César Montoya


Es imposible engañar a la opinión haciéndole dolosos cambios a la historia. Cuando esta es reciente no es necesario recurrir a ningún banco de datos, porque todos somos partícipes, como testigos, de esa contemporaneidad. No pueden prosperar los juicios sesgados de quienes utilizan una lupa rencorosa para acomodar los hechos de acuerdo con sus deseos. A diario leemos a los intérpretes de nuestro acontecer que con descarado cinismo hacen enfoques mentirosos.
Las conversaciones en La Habana sobre el esperado fin del conflicto, son interpretadas con antagonismos evidentes. Unos aúllan con argumentos tremendistas. Que es imposible pactar con unos bandidos que han sembrado el terror en nuestro suelo, que es un golpe demoledor para la mística de nuestras Fuerza Armadas llegar a entendimientos con quienes han sido sus verdugos, que no puede haber paz con impunidad, etc y etc.
Para cimentar ese discurso, surge siempre el nombre del expresidente Uribe. Lo ponen como ejemplo de una moral cristalina que jamás permitió que sucesos oscuros lo desviaran de una inflexible línea para enfrentar con rigor los desmanes de la guerrilla. Afirman que él fue duro con los subversivos, que jamás acolitó un perdón gratuito para los criminales y que solo sobre los delineamientos por él marcados se puede avanzar en la búsqueda de la paz.
Mala memoria la de los correveidiles. Unas pocas referencias históricas, nada más, son suficientes para dejar en esqueleto los artificiosos argumentos. Elda Neyis Mosquera García (alias Karina) es un personaje nefasto en el recuerdo de los caldenses. Fue el azote de la provincia del Norte y también hizo acometidas en los municipios de Samaná, Pensilvania y Manzanares. Los campesinos y pequeños hacendados le tenían pánico. Entró a sangre y fuego en las aldeas. Bajo su comando los guerrillos jugaron fútbol con las cabezas amputadas a sus víctimas, extorsionó, e hizo del bandolerismo una profesión. A este monstruo del mal, Uribe le extendió la mano, por su cuenta pernoctó en hoteles de mucho pinche, puso a su disposición una flotilla de vehículos blindados y la hizo escoltar por las fuerzas policiales como si se tratara de una heroína. El otro caso también es repugnante. Ahora el siniestro Rodrigo Granda aparece orondo como vocero de la Farc en las conversaciones que se adelantan en La Habana. El tal sujeto está sindicado de haber sido el autor intelectual de la retención y asesinato de la hija de un expresidente del Paraguay. En cualquier día, Uribe recibió una llamada del mandatario de Francia, señor Nicolás Sarkozy, pidiéndole la libertad del facineroso. Éste movió cielo y tierra en los organismos judiciales hasta obtener su liberación. ¡Ya me imagino las vociferaciones, si semejante atrocidad se hubiera cumplido en el gobierno del señor Santos!

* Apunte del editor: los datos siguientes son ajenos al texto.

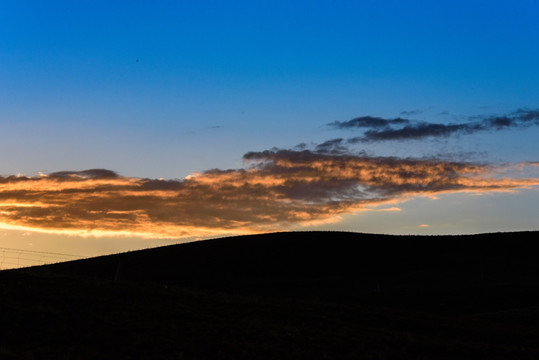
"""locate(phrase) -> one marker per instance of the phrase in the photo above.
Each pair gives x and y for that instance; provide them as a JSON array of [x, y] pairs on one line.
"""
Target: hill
[[298, 295]]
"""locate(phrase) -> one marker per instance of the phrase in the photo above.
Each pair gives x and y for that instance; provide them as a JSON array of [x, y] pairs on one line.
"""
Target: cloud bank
[[379, 129], [278, 189]]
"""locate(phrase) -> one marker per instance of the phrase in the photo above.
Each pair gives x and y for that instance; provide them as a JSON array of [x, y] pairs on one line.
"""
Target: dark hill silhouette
[[298, 295]]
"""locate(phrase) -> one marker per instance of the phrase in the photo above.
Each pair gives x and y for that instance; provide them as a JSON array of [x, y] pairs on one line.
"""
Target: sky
[[132, 124]]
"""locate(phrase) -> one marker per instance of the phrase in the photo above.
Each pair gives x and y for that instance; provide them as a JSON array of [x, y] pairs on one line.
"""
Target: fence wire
[[15, 258]]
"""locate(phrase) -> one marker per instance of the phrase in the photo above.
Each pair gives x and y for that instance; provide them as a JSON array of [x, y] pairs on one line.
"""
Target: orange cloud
[[279, 189]]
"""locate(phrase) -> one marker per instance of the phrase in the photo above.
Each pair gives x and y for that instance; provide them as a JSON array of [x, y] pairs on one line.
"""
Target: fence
[[16, 258]]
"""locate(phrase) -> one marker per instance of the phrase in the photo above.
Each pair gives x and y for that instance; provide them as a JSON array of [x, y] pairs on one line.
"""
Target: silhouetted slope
[[331, 265], [301, 295]]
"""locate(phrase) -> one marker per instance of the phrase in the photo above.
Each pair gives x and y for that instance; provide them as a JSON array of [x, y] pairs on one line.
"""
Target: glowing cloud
[[279, 189]]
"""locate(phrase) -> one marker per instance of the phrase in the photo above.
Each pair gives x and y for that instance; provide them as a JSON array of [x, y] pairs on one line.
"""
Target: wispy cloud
[[379, 129], [278, 189]]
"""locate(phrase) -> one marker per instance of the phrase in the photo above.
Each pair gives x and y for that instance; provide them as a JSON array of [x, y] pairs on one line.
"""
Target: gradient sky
[[401, 117]]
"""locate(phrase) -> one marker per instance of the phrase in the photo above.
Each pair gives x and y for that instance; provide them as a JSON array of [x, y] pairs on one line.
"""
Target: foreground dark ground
[[303, 295]]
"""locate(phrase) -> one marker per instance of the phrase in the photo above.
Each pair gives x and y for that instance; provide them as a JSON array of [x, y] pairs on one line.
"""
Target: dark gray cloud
[[279, 189], [411, 112], [379, 129], [368, 122]]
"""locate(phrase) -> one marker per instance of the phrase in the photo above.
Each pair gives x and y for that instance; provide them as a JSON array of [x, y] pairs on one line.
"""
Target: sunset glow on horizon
[[131, 125]]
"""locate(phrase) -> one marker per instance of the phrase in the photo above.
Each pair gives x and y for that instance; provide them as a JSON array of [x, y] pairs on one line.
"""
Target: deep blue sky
[[162, 89]]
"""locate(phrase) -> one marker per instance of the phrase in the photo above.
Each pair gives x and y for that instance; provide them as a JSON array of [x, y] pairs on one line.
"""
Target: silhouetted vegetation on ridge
[[291, 295]]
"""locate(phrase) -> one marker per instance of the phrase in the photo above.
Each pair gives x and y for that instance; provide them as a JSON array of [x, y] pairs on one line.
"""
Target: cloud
[[279, 189], [368, 122], [411, 112], [379, 129]]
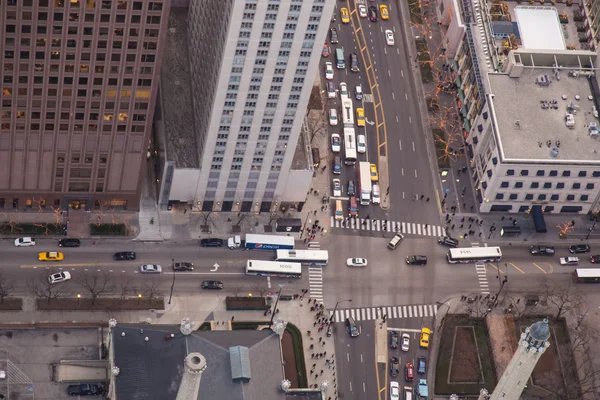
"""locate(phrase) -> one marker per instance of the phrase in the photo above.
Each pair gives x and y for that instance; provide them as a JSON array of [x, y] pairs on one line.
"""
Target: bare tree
[[96, 283], [6, 286], [41, 287]]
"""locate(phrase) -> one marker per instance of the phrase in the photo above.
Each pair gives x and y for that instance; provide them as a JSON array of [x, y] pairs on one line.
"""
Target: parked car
[[542, 250], [24, 242], [150, 269], [124, 256], [215, 285]]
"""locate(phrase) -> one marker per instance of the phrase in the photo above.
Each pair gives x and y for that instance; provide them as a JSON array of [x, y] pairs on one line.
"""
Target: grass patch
[[108, 229], [445, 355]]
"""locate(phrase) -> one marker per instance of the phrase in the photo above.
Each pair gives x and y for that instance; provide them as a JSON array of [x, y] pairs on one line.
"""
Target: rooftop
[[176, 94], [530, 116], [152, 370]]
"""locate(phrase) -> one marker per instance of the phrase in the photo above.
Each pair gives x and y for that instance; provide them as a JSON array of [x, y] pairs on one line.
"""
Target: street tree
[[96, 283]]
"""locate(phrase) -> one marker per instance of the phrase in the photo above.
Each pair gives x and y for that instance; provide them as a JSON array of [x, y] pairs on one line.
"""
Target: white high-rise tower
[[534, 341]]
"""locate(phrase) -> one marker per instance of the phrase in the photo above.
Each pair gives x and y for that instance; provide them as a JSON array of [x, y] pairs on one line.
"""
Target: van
[[339, 211], [376, 194], [396, 240]]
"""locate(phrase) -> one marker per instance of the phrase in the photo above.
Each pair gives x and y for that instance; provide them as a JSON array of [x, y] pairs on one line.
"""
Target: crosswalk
[[315, 283], [410, 228], [371, 313]]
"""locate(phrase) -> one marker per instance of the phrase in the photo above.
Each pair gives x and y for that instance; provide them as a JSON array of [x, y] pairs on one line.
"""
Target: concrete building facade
[[79, 81]]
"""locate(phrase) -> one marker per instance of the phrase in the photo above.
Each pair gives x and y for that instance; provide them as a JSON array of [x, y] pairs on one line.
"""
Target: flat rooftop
[[176, 94], [525, 127]]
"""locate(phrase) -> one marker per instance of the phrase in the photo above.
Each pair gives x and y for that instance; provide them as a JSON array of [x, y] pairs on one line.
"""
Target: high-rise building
[[247, 73], [79, 81]]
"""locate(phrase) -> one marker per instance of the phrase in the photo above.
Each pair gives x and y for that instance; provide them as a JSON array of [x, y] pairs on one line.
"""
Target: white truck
[[364, 181]]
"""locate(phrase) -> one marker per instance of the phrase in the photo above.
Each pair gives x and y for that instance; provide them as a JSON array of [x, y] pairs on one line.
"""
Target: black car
[[212, 285], [124, 256], [69, 243], [333, 36], [579, 248], [183, 266], [373, 14], [212, 242], [541, 250]]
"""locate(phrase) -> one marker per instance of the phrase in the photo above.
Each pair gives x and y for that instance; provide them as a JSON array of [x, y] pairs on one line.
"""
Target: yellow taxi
[[360, 117], [374, 174], [424, 338], [383, 10], [51, 256], [345, 15]]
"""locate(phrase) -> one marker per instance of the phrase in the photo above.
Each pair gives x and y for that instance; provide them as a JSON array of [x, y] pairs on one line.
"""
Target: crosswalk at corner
[[371, 313], [315, 283], [410, 228]]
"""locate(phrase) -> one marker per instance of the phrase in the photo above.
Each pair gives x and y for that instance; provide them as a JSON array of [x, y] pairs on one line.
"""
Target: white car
[[328, 71], [356, 262], [333, 117], [337, 188], [405, 342], [150, 269], [362, 11], [361, 143], [59, 277], [336, 143], [569, 261], [394, 391], [389, 37], [24, 242]]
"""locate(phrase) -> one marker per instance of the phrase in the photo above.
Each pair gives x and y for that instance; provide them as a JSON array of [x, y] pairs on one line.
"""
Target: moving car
[[69, 243], [389, 37], [579, 248], [356, 262], [183, 266], [51, 256], [394, 366], [383, 10], [24, 242], [150, 269], [214, 285], [374, 175], [328, 70], [569, 261], [405, 342], [394, 338], [542, 250], [345, 15], [337, 188], [124, 256], [59, 277], [336, 143], [424, 338]]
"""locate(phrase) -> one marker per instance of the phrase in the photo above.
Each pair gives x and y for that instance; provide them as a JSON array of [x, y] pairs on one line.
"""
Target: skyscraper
[[252, 66], [79, 81]]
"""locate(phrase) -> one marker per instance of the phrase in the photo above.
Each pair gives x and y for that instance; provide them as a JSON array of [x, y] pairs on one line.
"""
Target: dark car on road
[[541, 250], [124, 256], [69, 243], [183, 266], [579, 248], [216, 285]]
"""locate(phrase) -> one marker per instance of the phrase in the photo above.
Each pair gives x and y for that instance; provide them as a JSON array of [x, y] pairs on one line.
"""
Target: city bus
[[474, 254], [349, 146], [274, 268], [586, 275], [307, 257]]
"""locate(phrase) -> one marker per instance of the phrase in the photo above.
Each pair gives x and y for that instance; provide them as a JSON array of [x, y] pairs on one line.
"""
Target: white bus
[[307, 257], [349, 146], [274, 268], [348, 113], [474, 254]]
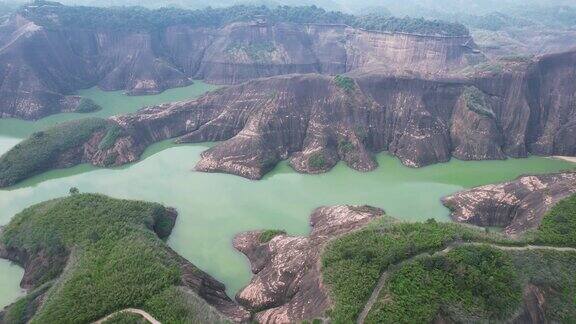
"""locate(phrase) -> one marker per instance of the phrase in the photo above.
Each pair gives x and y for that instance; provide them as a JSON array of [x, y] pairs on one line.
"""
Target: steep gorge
[[315, 121], [44, 66]]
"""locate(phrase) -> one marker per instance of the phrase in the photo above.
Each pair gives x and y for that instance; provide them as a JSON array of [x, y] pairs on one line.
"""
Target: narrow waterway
[[214, 207]]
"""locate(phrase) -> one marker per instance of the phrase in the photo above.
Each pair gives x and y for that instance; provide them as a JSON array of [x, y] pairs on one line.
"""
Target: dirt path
[[382, 281], [144, 314]]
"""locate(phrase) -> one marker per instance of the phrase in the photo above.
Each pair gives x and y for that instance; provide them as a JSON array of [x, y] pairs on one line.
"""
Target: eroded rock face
[[314, 121], [42, 66], [287, 284], [517, 205]]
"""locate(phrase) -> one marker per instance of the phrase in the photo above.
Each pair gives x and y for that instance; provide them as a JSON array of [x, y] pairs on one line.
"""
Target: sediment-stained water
[[214, 207]]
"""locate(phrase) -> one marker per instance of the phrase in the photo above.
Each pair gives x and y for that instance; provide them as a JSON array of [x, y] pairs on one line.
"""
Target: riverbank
[[571, 159]]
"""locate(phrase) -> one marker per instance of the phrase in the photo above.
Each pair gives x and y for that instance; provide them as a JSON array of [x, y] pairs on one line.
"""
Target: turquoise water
[[214, 207]]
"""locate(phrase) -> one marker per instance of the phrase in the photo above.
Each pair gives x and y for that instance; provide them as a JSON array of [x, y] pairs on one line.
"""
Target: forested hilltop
[[53, 14]]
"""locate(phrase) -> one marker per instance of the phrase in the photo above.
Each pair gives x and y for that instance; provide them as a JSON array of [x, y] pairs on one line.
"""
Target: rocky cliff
[[517, 205], [43, 66], [315, 121], [287, 283]]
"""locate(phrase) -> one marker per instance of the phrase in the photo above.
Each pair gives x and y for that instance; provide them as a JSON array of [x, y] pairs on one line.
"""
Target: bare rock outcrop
[[517, 205], [41, 66], [314, 120], [287, 283]]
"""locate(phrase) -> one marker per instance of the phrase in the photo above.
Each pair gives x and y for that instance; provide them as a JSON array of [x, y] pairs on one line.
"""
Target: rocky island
[[347, 271], [306, 86]]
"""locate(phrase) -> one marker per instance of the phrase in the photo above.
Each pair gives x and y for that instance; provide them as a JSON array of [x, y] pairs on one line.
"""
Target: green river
[[214, 207]]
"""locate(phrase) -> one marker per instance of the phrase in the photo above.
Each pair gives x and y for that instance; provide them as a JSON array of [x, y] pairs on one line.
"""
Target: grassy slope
[[353, 264], [116, 259], [40, 151]]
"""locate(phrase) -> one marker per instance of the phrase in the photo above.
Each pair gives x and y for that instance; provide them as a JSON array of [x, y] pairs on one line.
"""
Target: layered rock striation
[[314, 120], [287, 283], [517, 205], [42, 66]]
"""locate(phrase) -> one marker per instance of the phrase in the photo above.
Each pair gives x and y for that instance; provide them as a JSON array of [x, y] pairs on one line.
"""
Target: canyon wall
[[314, 120], [517, 205], [42, 67], [287, 285]]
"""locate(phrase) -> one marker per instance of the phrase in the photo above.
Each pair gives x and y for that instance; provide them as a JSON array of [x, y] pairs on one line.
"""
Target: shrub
[[117, 260], [352, 264], [40, 151], [138, 18], [345, 83], [126, 318], [558, 226], [476, 101], [466, 283], [114, 131]]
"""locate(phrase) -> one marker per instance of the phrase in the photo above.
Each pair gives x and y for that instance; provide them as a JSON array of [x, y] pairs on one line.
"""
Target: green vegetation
[[317, 161], [346, 146], [115, 254], [558, 227], [24, 308], [138, 18], [87, 106], [126, 318], [476, 101], [41, 151], [258, 51], [114, 131], [466, 283], [351, 265], [346, 83], [267, 235]]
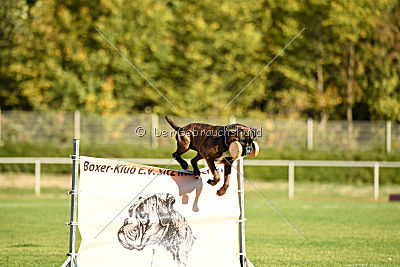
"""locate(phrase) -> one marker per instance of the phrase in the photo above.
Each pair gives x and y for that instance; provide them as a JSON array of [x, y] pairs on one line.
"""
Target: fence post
[[77, 125], [309, 134], [388, 136], [376, 181], [154, 127], [291, 179], [37, 177], [1, 140]]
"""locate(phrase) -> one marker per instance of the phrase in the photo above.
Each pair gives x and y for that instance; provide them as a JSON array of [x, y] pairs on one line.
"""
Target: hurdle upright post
[[71, 261], [242, 239]]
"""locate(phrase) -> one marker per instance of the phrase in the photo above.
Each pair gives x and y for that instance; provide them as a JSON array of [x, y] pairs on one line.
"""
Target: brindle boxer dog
[[211, 142]]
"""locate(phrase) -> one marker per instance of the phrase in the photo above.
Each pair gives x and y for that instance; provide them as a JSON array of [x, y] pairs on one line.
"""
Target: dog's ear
[[164, 208], [232, 129], [253, 133]]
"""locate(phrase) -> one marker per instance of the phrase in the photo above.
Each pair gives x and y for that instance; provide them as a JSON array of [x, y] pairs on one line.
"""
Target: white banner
[[178, 220]]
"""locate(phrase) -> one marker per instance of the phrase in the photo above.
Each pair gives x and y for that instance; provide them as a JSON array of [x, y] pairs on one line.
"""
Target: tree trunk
[[320, 83], [350, 97]]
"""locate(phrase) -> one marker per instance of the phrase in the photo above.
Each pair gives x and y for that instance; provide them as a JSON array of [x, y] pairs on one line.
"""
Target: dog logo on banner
[[154, 223]]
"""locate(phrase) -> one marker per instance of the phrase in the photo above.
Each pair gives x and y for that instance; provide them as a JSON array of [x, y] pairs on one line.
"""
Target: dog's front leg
[[194, 161], [227, 174], [213, 169]]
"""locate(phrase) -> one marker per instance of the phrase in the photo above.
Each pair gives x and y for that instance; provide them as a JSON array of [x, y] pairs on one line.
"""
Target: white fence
[[61, 127], [291, 164]]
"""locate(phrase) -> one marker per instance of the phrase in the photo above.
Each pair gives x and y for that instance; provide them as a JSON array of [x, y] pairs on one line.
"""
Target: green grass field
[[343, 226]]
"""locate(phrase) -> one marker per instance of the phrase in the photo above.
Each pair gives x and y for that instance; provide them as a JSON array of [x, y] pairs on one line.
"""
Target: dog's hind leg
[[227, 174], [194, 161], [183, 146], [195, 206], [214, 171]]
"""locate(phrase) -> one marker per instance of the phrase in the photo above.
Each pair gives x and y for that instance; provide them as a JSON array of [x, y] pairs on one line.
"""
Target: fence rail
[[61, 127], [291, 164]]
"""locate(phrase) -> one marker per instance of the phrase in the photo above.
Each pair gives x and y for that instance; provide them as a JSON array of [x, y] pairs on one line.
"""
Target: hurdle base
[[70, 260]]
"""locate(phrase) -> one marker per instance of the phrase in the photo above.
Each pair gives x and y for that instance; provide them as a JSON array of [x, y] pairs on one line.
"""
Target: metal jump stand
[[244, 261], [71, 260]]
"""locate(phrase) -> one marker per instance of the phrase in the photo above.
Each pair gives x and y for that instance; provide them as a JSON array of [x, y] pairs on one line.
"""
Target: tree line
[[201, 54]]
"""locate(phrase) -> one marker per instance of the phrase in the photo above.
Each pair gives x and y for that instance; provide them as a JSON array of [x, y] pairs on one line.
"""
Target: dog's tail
[[173, 125]]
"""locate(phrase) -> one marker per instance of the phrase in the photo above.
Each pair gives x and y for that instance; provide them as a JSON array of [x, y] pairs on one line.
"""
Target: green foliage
[[200, 54]]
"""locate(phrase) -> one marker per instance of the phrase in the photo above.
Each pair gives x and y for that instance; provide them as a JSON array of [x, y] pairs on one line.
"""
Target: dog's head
[[148, 221], [244, 135]]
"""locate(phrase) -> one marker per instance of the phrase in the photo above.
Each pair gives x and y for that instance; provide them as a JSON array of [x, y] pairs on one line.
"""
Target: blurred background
[[333, 94]]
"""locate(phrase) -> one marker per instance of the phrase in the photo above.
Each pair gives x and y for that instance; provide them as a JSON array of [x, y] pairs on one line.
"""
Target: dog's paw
[[221, 192], [212, 182]]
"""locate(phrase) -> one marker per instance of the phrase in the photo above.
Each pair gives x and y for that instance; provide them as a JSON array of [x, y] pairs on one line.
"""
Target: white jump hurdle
[[71, 260]]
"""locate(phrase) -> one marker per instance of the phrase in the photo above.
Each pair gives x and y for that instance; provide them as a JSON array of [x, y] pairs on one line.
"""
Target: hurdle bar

Conviene refrescarle la memoria a los colombianos de cómo se logró silenciar al M-19, agrupación causante de inenarrables crímenes de lesa humanidad. José Raquel Mercado era la palabra mayor del mundo laboral. Lo secuestró el M-19. A este líder de las fuerzas del trabajo, le hicieron un consejo de guerra con veredicto condenatorio. Poco después fue fusilado y su cadáver, en paños menores, fue arrojado en un parque bogotano.
Otro perverso delito, históricamente imperdonable, fue la masacre de la Corte. El M-19 asaltó el Palacio de Justicia y en un acto demencial, dio muerte infame a casi todos sus integrantes. Sin embargo, en la búsqueda de la paz, esos bandidos fueron indultados. Ninguno pagó un solo día de cárcel por tan vergonzosa delincuencia, y después los hemos tenido de parlamentarios, gobernadores, alcaldes de Bogotá y candidatos a la Presidencia. Nunca escuchamos la voz de Álvaro Uribe (que ya, por entonces, era destacado hombre público) condenando la conducta magnánima del Estado con ese grupo subversivo.
Ahora, por oportunismo político, se rasgan las vestiduras por la inevitable justicia transicional que servirá de medio para ponerle fin a un conflicto de 50 años. El país debe estar preparado para asimilar una fuerte dosis de impunidad para ponerle punto final al desangre que por media centuria hemos soportado los colombianos. Los actuales presidentes de Uruguay, Brasil y San Salvador fueron guerrilleros y están haciendo impecables gobiernos de centro-derecha.
Gústenos o no, si queremos la paz, tendremos que convivir armoniosamente con quienes han sido parte de una subversión destructiva y criminal.